Amazon founder is telling executives to ‘do what it takes to succeed’ in India

NEW DELHI– Inc. founder Jeff Bezos, perturbed by his company’s failure to capture much of the massive Chinese market, had a pointed message for executives in India during a visit in 2014: Don’t let that happen here.

Do what it takes to succeed and don’t worry about the cost, Mr. Bezos said, according to a person who was present.

Amazon, which dominates online selling in the U.S. but so far has gained little traction in developing countries, has since invested billions of dollars to build a logistics network spanning India to reel in shoppers.
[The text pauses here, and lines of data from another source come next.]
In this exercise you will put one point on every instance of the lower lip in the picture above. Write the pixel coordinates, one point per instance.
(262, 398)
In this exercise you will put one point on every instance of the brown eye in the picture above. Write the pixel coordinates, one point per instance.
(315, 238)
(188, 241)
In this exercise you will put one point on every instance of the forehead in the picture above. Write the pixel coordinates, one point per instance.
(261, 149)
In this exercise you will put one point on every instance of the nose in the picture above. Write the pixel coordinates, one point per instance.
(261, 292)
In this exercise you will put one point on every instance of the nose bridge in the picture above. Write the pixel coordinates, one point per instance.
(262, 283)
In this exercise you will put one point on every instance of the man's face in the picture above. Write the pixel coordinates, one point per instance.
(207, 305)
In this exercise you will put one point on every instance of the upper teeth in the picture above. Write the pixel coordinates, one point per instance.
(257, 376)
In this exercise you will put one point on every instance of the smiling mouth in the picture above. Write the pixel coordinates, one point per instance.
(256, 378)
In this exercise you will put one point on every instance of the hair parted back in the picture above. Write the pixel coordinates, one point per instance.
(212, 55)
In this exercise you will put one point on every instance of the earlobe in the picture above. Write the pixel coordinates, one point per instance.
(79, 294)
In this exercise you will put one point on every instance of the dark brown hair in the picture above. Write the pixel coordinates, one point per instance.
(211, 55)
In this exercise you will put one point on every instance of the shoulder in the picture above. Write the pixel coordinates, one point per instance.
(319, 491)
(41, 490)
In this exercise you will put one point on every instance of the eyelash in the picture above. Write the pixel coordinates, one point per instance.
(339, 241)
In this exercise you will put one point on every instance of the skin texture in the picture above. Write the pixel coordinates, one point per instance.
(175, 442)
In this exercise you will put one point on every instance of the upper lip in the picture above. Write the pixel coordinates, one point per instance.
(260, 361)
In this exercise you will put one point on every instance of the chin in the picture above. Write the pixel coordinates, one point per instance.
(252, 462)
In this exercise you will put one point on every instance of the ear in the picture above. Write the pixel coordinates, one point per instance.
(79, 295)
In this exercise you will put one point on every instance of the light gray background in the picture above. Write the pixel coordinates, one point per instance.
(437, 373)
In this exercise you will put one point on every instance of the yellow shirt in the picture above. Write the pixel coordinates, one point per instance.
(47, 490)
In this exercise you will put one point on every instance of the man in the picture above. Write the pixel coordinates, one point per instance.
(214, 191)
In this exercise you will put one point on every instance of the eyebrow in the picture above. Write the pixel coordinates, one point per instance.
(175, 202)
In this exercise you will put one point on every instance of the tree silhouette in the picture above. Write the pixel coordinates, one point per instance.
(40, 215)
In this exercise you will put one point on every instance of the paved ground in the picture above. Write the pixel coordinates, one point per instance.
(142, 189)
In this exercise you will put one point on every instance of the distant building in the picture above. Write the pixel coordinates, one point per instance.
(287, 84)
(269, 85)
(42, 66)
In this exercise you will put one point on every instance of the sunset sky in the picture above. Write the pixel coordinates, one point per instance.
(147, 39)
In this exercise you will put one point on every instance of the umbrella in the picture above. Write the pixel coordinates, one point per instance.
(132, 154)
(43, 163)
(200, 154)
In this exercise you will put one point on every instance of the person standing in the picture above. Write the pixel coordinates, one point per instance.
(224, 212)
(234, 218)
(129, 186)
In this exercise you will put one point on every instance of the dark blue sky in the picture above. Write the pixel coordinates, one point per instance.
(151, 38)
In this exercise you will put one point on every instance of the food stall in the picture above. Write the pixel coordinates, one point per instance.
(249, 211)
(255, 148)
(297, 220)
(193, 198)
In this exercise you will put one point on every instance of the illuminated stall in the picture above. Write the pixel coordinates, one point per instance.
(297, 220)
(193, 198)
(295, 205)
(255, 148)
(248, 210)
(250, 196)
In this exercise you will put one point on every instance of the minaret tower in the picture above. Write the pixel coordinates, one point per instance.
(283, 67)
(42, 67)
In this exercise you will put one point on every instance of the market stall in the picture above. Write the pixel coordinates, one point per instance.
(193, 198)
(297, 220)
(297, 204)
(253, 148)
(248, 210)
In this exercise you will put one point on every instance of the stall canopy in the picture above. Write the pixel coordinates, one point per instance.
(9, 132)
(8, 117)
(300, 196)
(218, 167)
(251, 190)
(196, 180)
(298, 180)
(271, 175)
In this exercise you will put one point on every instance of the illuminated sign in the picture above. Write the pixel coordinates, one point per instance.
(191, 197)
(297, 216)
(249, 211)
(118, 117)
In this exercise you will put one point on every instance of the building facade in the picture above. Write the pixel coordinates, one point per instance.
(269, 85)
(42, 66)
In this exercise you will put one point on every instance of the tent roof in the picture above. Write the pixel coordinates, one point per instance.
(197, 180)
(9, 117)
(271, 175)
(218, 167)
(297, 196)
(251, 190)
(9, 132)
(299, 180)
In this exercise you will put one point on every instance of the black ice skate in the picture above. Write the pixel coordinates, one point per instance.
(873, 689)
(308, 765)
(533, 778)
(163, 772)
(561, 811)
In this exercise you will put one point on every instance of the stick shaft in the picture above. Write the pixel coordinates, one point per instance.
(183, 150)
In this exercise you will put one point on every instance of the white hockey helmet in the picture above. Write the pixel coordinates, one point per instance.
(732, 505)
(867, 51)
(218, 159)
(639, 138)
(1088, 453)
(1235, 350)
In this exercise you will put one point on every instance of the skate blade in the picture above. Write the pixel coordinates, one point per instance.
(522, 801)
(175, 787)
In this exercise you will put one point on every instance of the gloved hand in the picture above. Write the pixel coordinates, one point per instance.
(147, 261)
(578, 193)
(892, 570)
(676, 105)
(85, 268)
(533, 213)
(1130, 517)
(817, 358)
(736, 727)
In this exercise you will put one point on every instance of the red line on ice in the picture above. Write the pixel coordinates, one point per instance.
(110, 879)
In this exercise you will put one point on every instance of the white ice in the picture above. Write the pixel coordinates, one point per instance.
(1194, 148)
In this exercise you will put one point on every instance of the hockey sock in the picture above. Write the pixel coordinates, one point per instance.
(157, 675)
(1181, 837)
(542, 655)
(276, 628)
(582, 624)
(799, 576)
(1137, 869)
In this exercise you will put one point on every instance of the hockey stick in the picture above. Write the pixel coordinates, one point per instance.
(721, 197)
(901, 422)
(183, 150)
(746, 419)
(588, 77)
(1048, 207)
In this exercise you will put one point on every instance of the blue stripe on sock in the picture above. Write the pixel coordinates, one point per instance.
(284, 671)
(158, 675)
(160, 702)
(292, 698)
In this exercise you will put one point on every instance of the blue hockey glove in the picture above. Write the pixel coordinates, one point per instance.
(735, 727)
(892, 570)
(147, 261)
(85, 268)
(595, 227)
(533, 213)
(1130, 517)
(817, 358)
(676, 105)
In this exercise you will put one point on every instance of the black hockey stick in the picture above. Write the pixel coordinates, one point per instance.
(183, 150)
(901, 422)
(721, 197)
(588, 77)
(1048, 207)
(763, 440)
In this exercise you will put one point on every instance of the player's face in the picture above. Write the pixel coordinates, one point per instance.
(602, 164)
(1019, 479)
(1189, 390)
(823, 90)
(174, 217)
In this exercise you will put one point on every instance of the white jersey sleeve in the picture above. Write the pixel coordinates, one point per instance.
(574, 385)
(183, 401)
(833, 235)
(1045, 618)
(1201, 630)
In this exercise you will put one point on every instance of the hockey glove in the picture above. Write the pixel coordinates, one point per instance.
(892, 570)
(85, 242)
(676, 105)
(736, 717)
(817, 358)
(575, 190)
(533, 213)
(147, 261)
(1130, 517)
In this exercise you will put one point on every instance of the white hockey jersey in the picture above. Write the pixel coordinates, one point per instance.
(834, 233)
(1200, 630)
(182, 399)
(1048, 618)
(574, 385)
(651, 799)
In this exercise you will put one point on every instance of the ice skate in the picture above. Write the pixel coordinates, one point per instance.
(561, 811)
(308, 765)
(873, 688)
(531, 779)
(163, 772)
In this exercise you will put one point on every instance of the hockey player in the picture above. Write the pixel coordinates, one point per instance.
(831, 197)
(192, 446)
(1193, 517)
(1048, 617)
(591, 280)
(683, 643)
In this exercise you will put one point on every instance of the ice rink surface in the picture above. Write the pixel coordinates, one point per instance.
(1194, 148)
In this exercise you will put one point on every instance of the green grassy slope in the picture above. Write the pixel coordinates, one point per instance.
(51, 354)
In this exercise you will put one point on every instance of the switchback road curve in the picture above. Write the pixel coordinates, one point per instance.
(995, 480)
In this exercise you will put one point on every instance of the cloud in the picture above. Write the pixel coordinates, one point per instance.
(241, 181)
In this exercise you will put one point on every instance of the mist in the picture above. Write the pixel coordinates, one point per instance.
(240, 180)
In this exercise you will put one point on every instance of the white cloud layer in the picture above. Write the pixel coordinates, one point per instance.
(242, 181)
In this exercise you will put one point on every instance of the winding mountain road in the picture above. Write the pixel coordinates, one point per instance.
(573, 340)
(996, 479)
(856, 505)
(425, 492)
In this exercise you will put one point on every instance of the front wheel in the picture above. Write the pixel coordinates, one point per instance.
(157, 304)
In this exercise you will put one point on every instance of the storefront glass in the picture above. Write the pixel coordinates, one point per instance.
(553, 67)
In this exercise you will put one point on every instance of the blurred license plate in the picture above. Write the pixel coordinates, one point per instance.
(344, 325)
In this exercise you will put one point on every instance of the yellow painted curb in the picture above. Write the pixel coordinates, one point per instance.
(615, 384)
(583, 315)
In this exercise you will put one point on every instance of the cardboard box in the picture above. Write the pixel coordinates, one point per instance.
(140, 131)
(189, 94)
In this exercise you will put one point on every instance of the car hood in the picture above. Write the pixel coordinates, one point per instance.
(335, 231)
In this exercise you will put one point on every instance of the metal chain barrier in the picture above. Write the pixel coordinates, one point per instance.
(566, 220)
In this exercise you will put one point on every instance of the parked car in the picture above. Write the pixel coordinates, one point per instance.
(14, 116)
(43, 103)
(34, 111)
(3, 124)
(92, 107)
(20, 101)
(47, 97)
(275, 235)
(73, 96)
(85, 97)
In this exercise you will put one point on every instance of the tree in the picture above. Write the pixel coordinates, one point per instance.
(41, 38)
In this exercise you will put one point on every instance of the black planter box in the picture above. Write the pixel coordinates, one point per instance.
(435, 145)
The result: the company rapidly became India’s No. 2 e-commerce player and moved within striking distance of local rival Flipkart Internet Pvt., according to some estimates. Indeed, Mr. Bezos last month declared Amazon was on top in a market it largely had ignored until recent years, though he didn’t say by which measure.

“We are winning in India,” Mr. Bezos said at a conference in San Francisco, arguing that Amazon has pulled past Flipkart to become “the leader in India now.”

Amazon’s attempts to push into developing markets—marked by difficult logistics and significant cultural differences in shoppers’ expectations—reflect the e-commerce giant’s search for new routes to growth as it saturates the U.S. market. Countries such as China and India promise rapidly growing populations with steep rates of online shopping adoption as technology becomes more accessible.